Rund 55 % (n = 40) der kurativ tätigen Ärzte, die an der Thüringer Befragung teilgenommen haben, gaben an, dass sie in den vergangenen 24 Monaten mehrfach pro Jahr von Patienten zur weiteren Abklärung von auffälligen Befunden aufgesucht wurden (z. B. Laborwerte, erhöhter Blutdruck, Hautbefunde, auffällige Audiometrie, EKG-Befunde), die vom Betriebsarzt erstmals erhoben worden waren. Die Übermittlung von auffälligen Befunden durch den Betriebsarzt/Arbeitsmediziner wurde dabei sehr positiv bewertet. Die Mehrheit der befragten kurativ tätigen Ärzte in Thüringen gab an, dass mit der Übermittlung von auffälligen Befunden durch den Betriebsarzt bzw. Arbeitsmediziner eine frühzeitige Abklärung und Therapieeinleitung erfolgen kann und die Befundübermittlung durch den Betriebsarzt eine sinnvolle Ergänzung zur kurativen Therapie ist ( Abb. 3).

Wissenslücken über das Tätigkeitsfeld von Arbeitsmedizinern bzw. Betriebsärzten

Wie lässt sich die Diskrepanz zwischen der Unzufriedenheit mit der fachübergreifenden Zusammenarbeit und der hohen Bedeutung, die der Zusammenarbeit zwischen kurativ tätigen Ärzten und Arbeitsmedizinern/Betriebsärzten zugeschrieben wird, erklären? Die Datenlage lässt die plausible Annahme zu, dass diese vor allem auf mangelndes Wissen über das Tätigkeitsspektrum von Arbeitsmedizinern und Betriebsärzten zurückzuführen ist.

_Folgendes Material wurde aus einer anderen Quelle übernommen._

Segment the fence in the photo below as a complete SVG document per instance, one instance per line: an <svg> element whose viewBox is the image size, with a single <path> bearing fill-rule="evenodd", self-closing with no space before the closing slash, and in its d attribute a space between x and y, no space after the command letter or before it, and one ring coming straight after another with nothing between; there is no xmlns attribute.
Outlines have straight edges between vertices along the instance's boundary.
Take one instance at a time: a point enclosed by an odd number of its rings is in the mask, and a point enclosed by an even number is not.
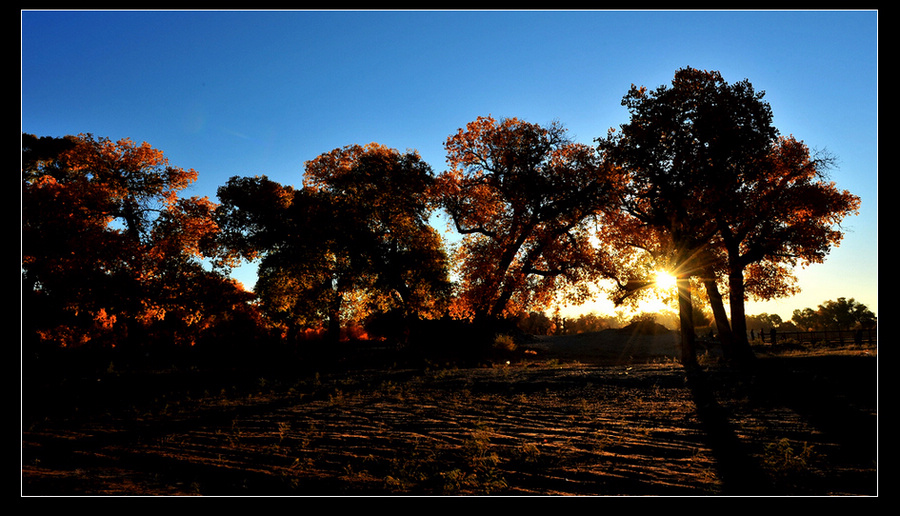
<svg viewBox="0 0 900 516"><path fill-rule="evenodd" d="M878 330L825 330L825 331L769 331L760 332L754 342L765 344L799 342L808 344L877 344Z"/></svg>

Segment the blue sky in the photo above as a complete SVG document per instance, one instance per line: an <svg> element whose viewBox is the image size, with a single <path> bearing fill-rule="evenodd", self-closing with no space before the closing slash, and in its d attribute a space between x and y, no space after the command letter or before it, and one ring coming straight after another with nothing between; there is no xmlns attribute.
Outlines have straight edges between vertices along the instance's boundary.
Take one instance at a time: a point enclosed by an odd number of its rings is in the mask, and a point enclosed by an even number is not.
<svg viewBox="0 0 900 516"><path fill-rule="evenodd" d="M627 122L631 84L687 66L749 79L783 134L838 158L831 179L862 210L798 271L800 295L748 313L838 297L877 313L877 11L22 11L21 25L22 131L146 141L213 200L231 176L299 186L305 161L356 143L440 172L445 139L483 115L559 120L591 143Z"/></svg>

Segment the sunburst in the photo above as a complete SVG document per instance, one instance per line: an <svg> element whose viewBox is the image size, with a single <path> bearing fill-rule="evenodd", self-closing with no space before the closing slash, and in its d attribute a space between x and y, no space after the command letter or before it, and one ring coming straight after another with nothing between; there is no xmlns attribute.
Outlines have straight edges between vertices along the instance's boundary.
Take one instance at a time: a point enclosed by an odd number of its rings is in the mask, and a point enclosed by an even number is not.
<svg viewBox="0 0 900 516"><path fill-rule="evenodd" d="M653 285L660 290L672 290L675 288L675 282L675 276L669 271L658 270L654 273Z"/></svg>

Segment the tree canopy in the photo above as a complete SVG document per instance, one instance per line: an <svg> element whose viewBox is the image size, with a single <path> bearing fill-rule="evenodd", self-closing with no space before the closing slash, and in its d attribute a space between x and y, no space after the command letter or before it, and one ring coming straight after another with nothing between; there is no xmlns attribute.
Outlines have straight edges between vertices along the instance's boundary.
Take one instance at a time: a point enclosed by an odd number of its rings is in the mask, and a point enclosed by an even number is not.
<svg viewBox="0 0 900 516"><path fill-rule="evenodd" d="M435 196L463 235L460 314L540 308L565 286L584 296L584 287L612 274L595 237L620 176L561 124L479 117L445 147L450 169L438 176Z"/></svg>
<svg viewBox="0 0 900 516"><path fill-rule="evenodd" d="M399 311L432 317L449 296L443 241L428 224L430 167L379 144L307 162L301 189L266 177L219 190L229 248L261 256L263 309L293 330Z"/></svg>
<svg viewBox="0 0 900 516"><path fill-rule="evenodd" d="M801 331L855 330L875 326L875 314L855 299L839 297L823 302L816 309L794 310L791 322Z"/></svg>
<svg viewBox="0 0 900 516"><path fill-rule="evenodd" d="M146 143L23 136L28 335L60 346L142 345L154 334L194 343L214 314L246 302L201 264L219 252L218 228L207 198L179 197L196 176Z"/></svg>
<svg viewBox="0 0 900 516"><path fill-rule="evenodd" d="M689 278L703 278L716 304L713 280L727 275L730 330L746 353L745 272L760 296L790 291L789 268L820 260L839 241L832 226L858 203L817 181L822 163L779 136L763 97L747 80L728 84L718 72L684 68L671 86L632 86L622 101L630 121L598 140L604 158L627 174L623 212L646 228L637 245L680 278L688 354ZM724 310L713 312L727 330Z"/></svg>

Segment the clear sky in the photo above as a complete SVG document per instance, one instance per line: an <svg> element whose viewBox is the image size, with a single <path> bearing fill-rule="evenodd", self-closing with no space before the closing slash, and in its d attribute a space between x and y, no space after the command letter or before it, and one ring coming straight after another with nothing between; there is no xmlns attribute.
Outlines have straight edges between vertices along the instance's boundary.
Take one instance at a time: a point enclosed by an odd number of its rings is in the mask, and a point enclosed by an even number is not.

Zum einen erbrachte die Befragung in Thüringen, dass aus Sicht der kurativ tätigen Ärzte die Zusammenarbeit bei der Betreuung von erwerbstätigen Patienten durch den Betriebsarzt bzw. Arbeitsmediziner nicht mit der Übermittlung auffälliger Befunde an kurativ tätige Ärzte enden sollte. Vielmehr wäre aus Sicht der behandelnden Ärzte eine weiterführende und begleitende Unterstützung durch die Arbeitsmediziner/Betriebsärzte hilfreich etwa bezüglich

  • Informationen zu den jeweiligen Arbeitsplätzen,
  • der Unterstützung bei Verfahren zum betrieblichen Eingliederungsmanagement (BEM),
  • der Zugänglichkeit von Gesundheitsangeboten im Betrieb,
  • der Beratung bezüglich Mutterschutz-Entscheidungen und
  • der Unterstützung bei der Begleitung chronisch Kranker im Betrieb (z. B. durch Kontrollen von Blutzucker, Blutdruck, Lungenfunktion).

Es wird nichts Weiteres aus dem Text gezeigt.